Processing
What is an operon?
An operon is a set of genes that are regulated together and controlled by a single promoter. This unit of genetic material consists of a promoter, operator, and structural gene(s) that are transcribed into mRNA together. Operons are commonly found in prokaryotic organisms (e.g., bacteria) and some eukaryotes (e.g., Caenorhabditis elegans) [1,2]. The “on” or “off” switch for operon expression is an important adaptation as it allows cells to respond to environmental changes actively and efficiently. The first described operon was the lactose operon in Escherichia coli, also commonly referred to as the lac operon [3].

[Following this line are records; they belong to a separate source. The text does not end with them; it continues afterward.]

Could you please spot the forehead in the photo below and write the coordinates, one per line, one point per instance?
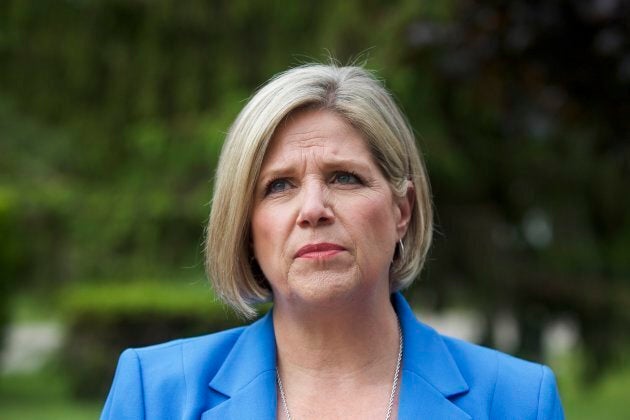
(316, 131)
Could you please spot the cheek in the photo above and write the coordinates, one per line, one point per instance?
(267, 233)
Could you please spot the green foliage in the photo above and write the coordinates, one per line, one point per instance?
(104, 319)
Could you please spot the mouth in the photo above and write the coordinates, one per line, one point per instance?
(321, 250)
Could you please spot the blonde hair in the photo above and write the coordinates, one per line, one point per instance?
(358, 97)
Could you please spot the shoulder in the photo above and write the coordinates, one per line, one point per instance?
(505, 384)
(160, 380)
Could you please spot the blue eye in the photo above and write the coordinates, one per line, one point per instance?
(277, 185)
(346, 178)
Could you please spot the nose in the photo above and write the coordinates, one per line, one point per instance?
(315, 208)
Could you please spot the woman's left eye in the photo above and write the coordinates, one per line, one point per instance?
(346, 178)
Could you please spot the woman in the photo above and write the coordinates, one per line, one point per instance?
(322, 205)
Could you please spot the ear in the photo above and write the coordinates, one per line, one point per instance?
(405, 209)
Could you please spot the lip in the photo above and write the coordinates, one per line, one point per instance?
(320, 250)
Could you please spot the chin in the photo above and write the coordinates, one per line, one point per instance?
(324, 288)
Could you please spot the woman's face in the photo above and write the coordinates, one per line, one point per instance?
(325, 222)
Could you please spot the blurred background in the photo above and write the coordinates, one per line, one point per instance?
(113, 113)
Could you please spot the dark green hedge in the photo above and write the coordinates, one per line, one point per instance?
(104, 319)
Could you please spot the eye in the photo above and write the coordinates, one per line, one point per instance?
(346, 178)
(277, 186)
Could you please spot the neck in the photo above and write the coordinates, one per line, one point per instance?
(352, 338)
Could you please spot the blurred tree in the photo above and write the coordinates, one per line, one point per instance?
(531, 163)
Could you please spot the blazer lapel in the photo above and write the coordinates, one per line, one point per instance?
(430, 375)
(246, 382)
(247, 378)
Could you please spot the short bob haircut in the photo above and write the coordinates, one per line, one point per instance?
(357, 96)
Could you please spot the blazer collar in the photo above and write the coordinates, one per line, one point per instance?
(247, 377)
(430, 376)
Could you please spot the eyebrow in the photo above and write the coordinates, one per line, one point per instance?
(281, 170)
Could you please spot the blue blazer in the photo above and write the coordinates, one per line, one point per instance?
(231, 375)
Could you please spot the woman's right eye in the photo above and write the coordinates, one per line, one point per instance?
(277, 186)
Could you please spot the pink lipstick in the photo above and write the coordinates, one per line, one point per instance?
(321, 250)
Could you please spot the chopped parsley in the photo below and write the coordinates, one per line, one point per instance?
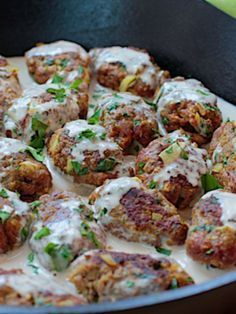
(59, 94)
(164, 251)
(36, 153)
(87, 232)
(44, 232)
(39, 128)
(86, 134)
(94, 119)
(106, 164)
(78, 168)
(57, 79)
(3, 193)
(209, 183)
(4, 216)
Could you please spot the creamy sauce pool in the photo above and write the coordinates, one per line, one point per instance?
(18, 258)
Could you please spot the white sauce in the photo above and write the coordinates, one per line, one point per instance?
(56, 48)
(228, 204)
(18, 257)
(135, 62)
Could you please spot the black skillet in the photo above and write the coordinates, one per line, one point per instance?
(187, 37)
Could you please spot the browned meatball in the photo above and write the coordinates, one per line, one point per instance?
(20, 172)
(222, 150)
(14, 221)
(9, 84)
(65, 229)
(108, 276)
(127, 119)
(84, 151)
(17, 288)
(40, 111)
(174, 166)
(212, 236)
(187, 104)
(130, 211)
(127, 69)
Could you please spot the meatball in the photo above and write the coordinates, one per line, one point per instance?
(127, 69)
(15, 220)
(39, 112)
(173, 165)
(17, 288)
(65, 229)
(222, 150)
(21, 172)
(66, 59)
(109, 276)
(127, 209)
(212, 236)
(127, 119)
(84, 151)
(9, 84)
(187, 104)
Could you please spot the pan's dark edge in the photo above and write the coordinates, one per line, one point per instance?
(188, 37)
(164, 302)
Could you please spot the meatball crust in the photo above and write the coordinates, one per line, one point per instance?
(127, 209)
(17, 288)
(40, 111)
(20, 172)
(109, 276)
(67, 59)
(9, 84)
(187, 104)
(84, 152)
(127, 69)
(222, 151)
(212, 236)
(173, 165)
(126, 118)
(15, 221)
(65, 229)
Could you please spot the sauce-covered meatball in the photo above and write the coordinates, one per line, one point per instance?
(127, 209)
(127, 69)
(222, 150)
(212, 236)
(174, 166)
(17, 288)
(187, 104)
(40, 111)
(109, 276)
(21, 172)
(127, 119)
(14, 220)
(85, 152)
(65, 229)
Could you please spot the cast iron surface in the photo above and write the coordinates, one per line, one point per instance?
(188, 37)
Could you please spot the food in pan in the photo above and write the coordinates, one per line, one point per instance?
(173, 165)
(149, 147)
(127, 69)
(15, 221)
(41, 110)
(17, 288)
(212, 236)
(127, 209)
(64, 229)
(85, 152)
(187, 104)
(126, 118)
(108, 276)
(222, 150)
(22, 169)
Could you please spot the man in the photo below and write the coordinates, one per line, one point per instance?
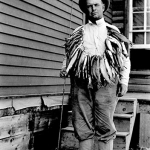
(99, 67)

How does the lac operon work?
The lac operon is required for the transport and metabolism of lactose. The lacI gene is constitutively expressed, meaning that it is continuously transcribed by cells whether lactose is present or not. In the absence of lactose, the LacI protein binds to the promoter of the lac operon, preventing RNA polymerase (RNAP) from binding. This means that the rest of the lac operon (lacZ, lacY, and lacA) can’t be expressed. Because lactose is not metabolized as easily as glucose, the presence of lactose in an environment is not enough to turn on expression of the lac operon. Instead for the lac operon to be expressed, lactose must be present and glucose concentrations must be low or absent.
Under these conditions, two things happen that allow for the structural genes of the lac operon to be expressed:
- LacI binds with a disaccharide that is structurally similar to lactose called allolactose. When this binding occurs, LacI is released from the promoter sequence.
- The catabolite activator protein (CAP) is expressed and forms a complex with cyclic adenosine monophosphate (cAMP). cAMP is a molecule that is present in high concentrations when glucose levels are low.
This double requirement prevents the lac operon from being expressed when an easier to metabolize sugar like glucose is present, saving energy for cells to express other more important genes [4]. The structural genes that are expressed in the lac operon are lacZ, lacY, and lacA (Figure 1). The lacZ gene produces the enzyme beta-galactosidase, lacY produces the beta-galactoside permease protein, and lacA encodes for the beta-galactoside transacetylase enzyme. LacZ breaks down lactose into glucose and galactose; while LacY is responsible for bringing lactose into the cell; and LacA transfers an acetyl group from coenzyme A to a hydroxyl group of a galactoside [4].
It is worth noting that the lac operon is also expressed when analogues of lactose like isopropyl β‑D-1-thiogalactopyranoside (IPTG) are present. This characteristic has made the lac operon an important tool for mutant selection.
Lac operon and blue white screening
Blue white screening is an approach that takes advantage of the lac operon and allows researchers to easily identify viable colonies for downstream cloning steps. The blue white screening technique uses competent E.coli cells that are missing a functional lacZ gene as well as a cloning vector that contains a modified lacZ gene and an antibiotic resistance gene. The lacZ gene within the cloning vector contains a multiple cloning site (MCS) which allows for a fragment of DNA to be inserted into the middle of the gene.
After the transformation step in a cloning protocol, bacterial cells are grown on agar plates that have an antibiotic, IPTG, and a molecule called 5-bromo-4-chloro-3-indolyl-β-D-galacto-pyranoside (x-gal). The antibiotic helps select against the cells that survived transformation but did not accept the plasmid. IPTG functions as an inducer of the lac operon, and x‑gal helps researchers determine whether the cells contain recombinant DNA.
Bacterial colonies with an empty plasmid (i.e., plasmids without a DNA insert) turn blue. This occurs because of a process called alpha-complementation in which the lacZ gene in the cloning vector complements the lacZ deficient E.coli cells. The gene expression of lacZ is induced by IPTG and the resulting LacZ enzyme can breakdown x-gal into galactose. Importantly, when x-gal is catabolized the byproduct, 5-bromo-4-chloro-indoxyl, dimerizes producing an insoluble blue pigment.
However, colonies made up of cells that accept a plasmid with the DNA insertion remain white, because the DNA that was inserted into the cloning vector at the MCS disrupts the lacZ gene making it impossible for the cell to create a functional enzyme to metabolize x-gal.
In other words, blue white screening enables researchers to quickly assess a large number colonies using the naked eye. Bacterial colonies that appear white on agar plates can be further analyzed using colony PCR and/or sequencing to confirm that the inserted plasmid was correctly copied and assembled.